ECLI:NL:RBALK:2005:AU7337

Rechtbank Alkmaar

Datum uitspraak
1 december 2005
Publicatiedatum
4 april 2013
Zaaknummer
05/2154 & 05/2155
Instantie
Rechtbank Alkmaar
Type
Uitspraak
Rechtsgebied
Bestuursrecht
Procedures
  • Voorlopige voorziening+bodemzaak
Vindplaatsen
  • Rechtspraak.nl
AI samenvatting door LexboostAutomatisch gegenereerd

Bevoegdheid van de gemeente om handhavend op te treden tegen de Marineclub in verband met de Drank- en Horecawet

In deze zaak heeft de Rechtbank Alkmaar op 1 december 2005 uitspraak gedaan over de bevoegdheid van de gemeente om handhavend op te treden tegen de Marineclub, in het kader van de Drank- en Horecawet. De eiseres, een vereniging, had de gemeente verzocht om handhavend op te treden tegen het horecabedrijf van de Marineclub, dat zich op een militair terrein bevond.
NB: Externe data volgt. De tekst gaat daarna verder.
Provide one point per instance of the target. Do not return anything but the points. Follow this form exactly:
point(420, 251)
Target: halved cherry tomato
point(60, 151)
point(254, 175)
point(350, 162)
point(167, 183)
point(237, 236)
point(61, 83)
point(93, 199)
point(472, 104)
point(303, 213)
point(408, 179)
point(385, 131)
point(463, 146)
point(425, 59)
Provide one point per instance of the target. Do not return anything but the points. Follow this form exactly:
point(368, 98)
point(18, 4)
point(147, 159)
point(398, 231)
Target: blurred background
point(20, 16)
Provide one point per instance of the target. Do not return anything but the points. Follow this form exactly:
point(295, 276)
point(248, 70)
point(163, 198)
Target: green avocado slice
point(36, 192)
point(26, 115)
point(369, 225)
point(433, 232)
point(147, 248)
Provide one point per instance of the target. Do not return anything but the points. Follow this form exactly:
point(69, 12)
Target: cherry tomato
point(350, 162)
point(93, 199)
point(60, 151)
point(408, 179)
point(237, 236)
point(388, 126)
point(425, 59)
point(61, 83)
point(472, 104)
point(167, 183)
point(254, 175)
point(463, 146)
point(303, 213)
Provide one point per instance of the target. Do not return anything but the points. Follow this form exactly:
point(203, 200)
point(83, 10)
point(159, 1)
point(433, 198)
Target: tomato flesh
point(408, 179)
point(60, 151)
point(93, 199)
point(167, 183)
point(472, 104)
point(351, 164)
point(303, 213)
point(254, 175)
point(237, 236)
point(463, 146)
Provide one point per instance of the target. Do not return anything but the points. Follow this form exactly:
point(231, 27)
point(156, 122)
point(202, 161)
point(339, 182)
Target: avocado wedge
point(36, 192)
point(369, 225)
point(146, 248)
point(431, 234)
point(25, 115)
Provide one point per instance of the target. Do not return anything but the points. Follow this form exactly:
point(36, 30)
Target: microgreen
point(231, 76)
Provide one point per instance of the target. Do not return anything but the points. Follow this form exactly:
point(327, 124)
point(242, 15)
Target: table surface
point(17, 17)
De vraag was of de Marineclub was uitgezonderd van het vergunningvereiste van artikel 3 van de Drank- en Horecawet, wat het geval zou zijn als het terrein uitsluitend voor militaire doeleinden werd gebruikt.

De voorzieningenrechter oordeelde dat de gemeente onvoldoende onderzoek had gedaan naar het gebruik van de Marineclub. De statuten en de website van de Marineclub waarborgen niet dat het gebruik voor niet-militaire doeleinden is uitgesloten. De voorzieningenrechter concludeerde dat de gemeente niet bevoegd was om handhavend op te treden, omdat niet was aangetoond dat de Marineclub uitsluitend voor militaire doeleinden werd gebruikt. De voorzieningenrechter verklaarde het beroep van de eiseres gegrond, vernietigde het bestreden besluit van de gemeente en bepaalde dat de gemeente binnen vier weken een nieuwe beslissing op het bezwaarschrift van de eiseres moest nemen.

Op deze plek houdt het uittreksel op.